To validate some of the cell-type-specific genes identified in the P1 data set, we used single-molecule fluorescent in situ hybridization (smFISH) to localize transcripts for several different cell types in cross sections from P1 cochleae. Pvalb, a known HC marker20, was used as a positive control (Fig. 2a). Four genes that were HC specific based on scRNAseq results, but had not been reported to be expressed in HCs, Rprm, Cd164l2, Ccer2, and Gng8, and one gene that showed restricted expression in IHCs and KO, Tbx2, were also examined (Fig. 2b–e). All four genes showed patterns of expression that were consistent with the single cell results although Tbx2 was also expressed at lower levels in surrounding SCs. Next, expression of two known SC genes, Sox2 and Cdkn1b was compared with a candidate SC gene, Prsss23 that was detected in all SCs, as well as some KO cells (Fig. 1d).
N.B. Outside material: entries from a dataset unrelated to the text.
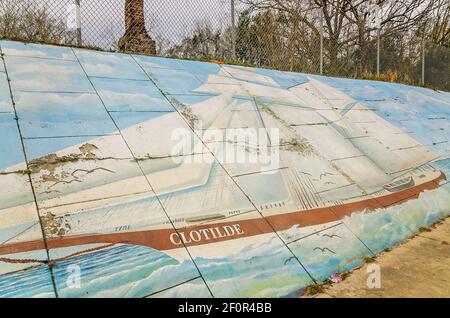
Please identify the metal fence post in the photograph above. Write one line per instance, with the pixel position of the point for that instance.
(233, 31)
(423, 59)
(378, 52)
(321, 41)
(78, 20)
This pattern of expression was confirmed by smFISH (Fig. 2i). Npy was among the top five differentially expressed (DE) genes in IPCs and showed a high degree of specificity to this cell type (Figs. 1d and 2f). Finally, two candidate outer sulcus cell markers were examined by comparing their expression patterns with Bmp4 (ref. 21). Consistent with the single-cell data, Fst is expressed in Hensen’s cells and a lateral population of outer sulcus cells that abuts the Bmp4 population22, while Pmch is only expressed in Hensen’s cells (Fig. 2k, l).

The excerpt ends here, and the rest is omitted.